Vivir según el Espíritu Santo es vivir de fe, de esperanza, de caridad; dejar que Dios tome posesión de nosotros y cambie de raíz nuestros corazones, para hacerlos a su medida. Una vida cristiana madura, honda y recia, es algo que no se improvisa, porque es el fruto del crecimiento en nosotros de la gracia de Dios. En los Hechos de los Apóstoles, se describe la situación de la primitiva comunidad cristiana con una frase breve, pero llena de sentido: perseveraban todos en las instrucciones de los Apóstoles, en la comunicación de la fracción del pan y en la oración.
        
Fue así como vivieron aquellos primeros, y como debemos vivir nosotros: la meditación de la doctrina de la fe hasta hacerla propia, el encuentro con Cristo en la Eucaristía, el diálogo personal –la oración sin anonimato– cara a cara con Dios, han de constituir como la substancia última de nuestra conducta. Si eso falta, habrá tal vez reflexión erudita, actividad más o menos intensa, devociones y prácticas. Pero no habrá auténtica existencia cristiana, porque faltará la compenetración con Cristo, la participación real y vivida en la obra divina de la salvación.
        
Es doctrina que se aplica a cualquier cristiano, porque todos estamos igualmente llamados a la santidad. No hay cristianos de segunda categoría, obligados a poner en práctica sólo una versión rebajada del Evangelio: todos hemos recibido el mismo Bautismo y, si bien existe una amplia diversidad de carismas y de situaciones humanas, uno mismo es el Espíritu que distribuye los dones divinos, una misma la fe, una misma la esperanza, una la caridad.
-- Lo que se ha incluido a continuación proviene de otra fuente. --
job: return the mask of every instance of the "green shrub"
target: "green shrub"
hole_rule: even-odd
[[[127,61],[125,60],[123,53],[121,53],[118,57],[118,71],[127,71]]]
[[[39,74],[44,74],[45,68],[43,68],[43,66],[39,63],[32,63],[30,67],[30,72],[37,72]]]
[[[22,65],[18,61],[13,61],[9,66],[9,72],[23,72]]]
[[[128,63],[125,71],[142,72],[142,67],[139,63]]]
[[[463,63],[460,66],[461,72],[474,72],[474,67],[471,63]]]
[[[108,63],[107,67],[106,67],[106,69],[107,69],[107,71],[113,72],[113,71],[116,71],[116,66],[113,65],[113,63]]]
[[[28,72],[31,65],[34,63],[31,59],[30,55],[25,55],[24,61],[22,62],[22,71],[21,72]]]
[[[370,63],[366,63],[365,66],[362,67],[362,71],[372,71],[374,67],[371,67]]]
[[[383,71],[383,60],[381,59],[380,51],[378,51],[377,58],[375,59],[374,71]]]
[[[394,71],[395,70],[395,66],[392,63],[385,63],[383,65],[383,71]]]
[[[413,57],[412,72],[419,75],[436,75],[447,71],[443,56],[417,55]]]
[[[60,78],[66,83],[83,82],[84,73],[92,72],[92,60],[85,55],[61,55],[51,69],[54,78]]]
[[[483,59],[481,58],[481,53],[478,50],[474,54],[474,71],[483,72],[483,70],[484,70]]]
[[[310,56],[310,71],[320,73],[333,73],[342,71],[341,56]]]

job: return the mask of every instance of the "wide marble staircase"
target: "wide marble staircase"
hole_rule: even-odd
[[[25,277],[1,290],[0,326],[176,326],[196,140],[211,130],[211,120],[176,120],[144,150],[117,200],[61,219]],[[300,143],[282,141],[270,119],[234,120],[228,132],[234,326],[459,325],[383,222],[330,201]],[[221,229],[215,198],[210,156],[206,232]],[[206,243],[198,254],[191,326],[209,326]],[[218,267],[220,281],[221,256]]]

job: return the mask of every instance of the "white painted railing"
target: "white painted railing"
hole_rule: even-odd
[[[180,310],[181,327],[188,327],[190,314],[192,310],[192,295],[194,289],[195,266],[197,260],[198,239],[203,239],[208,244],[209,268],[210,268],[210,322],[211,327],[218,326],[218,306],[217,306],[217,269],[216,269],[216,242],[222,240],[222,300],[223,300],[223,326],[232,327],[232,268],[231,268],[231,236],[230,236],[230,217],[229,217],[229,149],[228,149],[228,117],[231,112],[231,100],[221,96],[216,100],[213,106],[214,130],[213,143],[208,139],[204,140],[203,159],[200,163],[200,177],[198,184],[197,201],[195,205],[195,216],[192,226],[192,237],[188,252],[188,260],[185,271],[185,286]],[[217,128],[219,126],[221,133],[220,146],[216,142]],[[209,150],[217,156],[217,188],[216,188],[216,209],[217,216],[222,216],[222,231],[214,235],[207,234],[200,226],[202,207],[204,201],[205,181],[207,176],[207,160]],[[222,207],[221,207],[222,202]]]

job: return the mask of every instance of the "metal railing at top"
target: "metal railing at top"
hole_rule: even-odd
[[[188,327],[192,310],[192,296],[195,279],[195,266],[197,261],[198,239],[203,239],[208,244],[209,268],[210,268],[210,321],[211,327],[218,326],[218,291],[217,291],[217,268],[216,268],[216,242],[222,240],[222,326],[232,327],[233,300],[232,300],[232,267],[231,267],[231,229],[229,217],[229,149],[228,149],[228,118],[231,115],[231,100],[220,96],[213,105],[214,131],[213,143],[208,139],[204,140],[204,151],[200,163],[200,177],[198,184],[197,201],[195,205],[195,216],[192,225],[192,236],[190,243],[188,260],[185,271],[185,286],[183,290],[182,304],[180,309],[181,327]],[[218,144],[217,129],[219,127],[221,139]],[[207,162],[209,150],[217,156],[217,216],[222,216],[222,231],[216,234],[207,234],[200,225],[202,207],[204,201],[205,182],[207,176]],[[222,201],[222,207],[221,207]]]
        Podemos, por tanto, tomar como dirigida a nosotros la pregunta que formula el Apóstol: ¿no sabéis que sois templo de Dios y que el Espíritu Santo mora en vosotros?, y recibirla como una invitación a un trato más personal y directo con Dios. Por desgracia el Paráclito es, para algunos cristianos, el Gran Desconocido: un nombre que se pronuncia, pero que no es Alguno –una de las tres Personas del único Dios–, con quien se habla y de quien se vive.
       
 Hace falta –en cambio– que lo tratemos con asidua sencillez y con confianza, como nos enseña a hacerlo la Iglesia a través de la liturgia. Entonces conoceremos más a Nuestro Señor y, al mismo tiempo, nos daremos cuenta más plena del inmenso don que supone llamarse cristianos: advertiremos toda la grandeza y toda la verdad de ese endiosamiento, de esa participación en la vida divina, a la que ya antes me refería.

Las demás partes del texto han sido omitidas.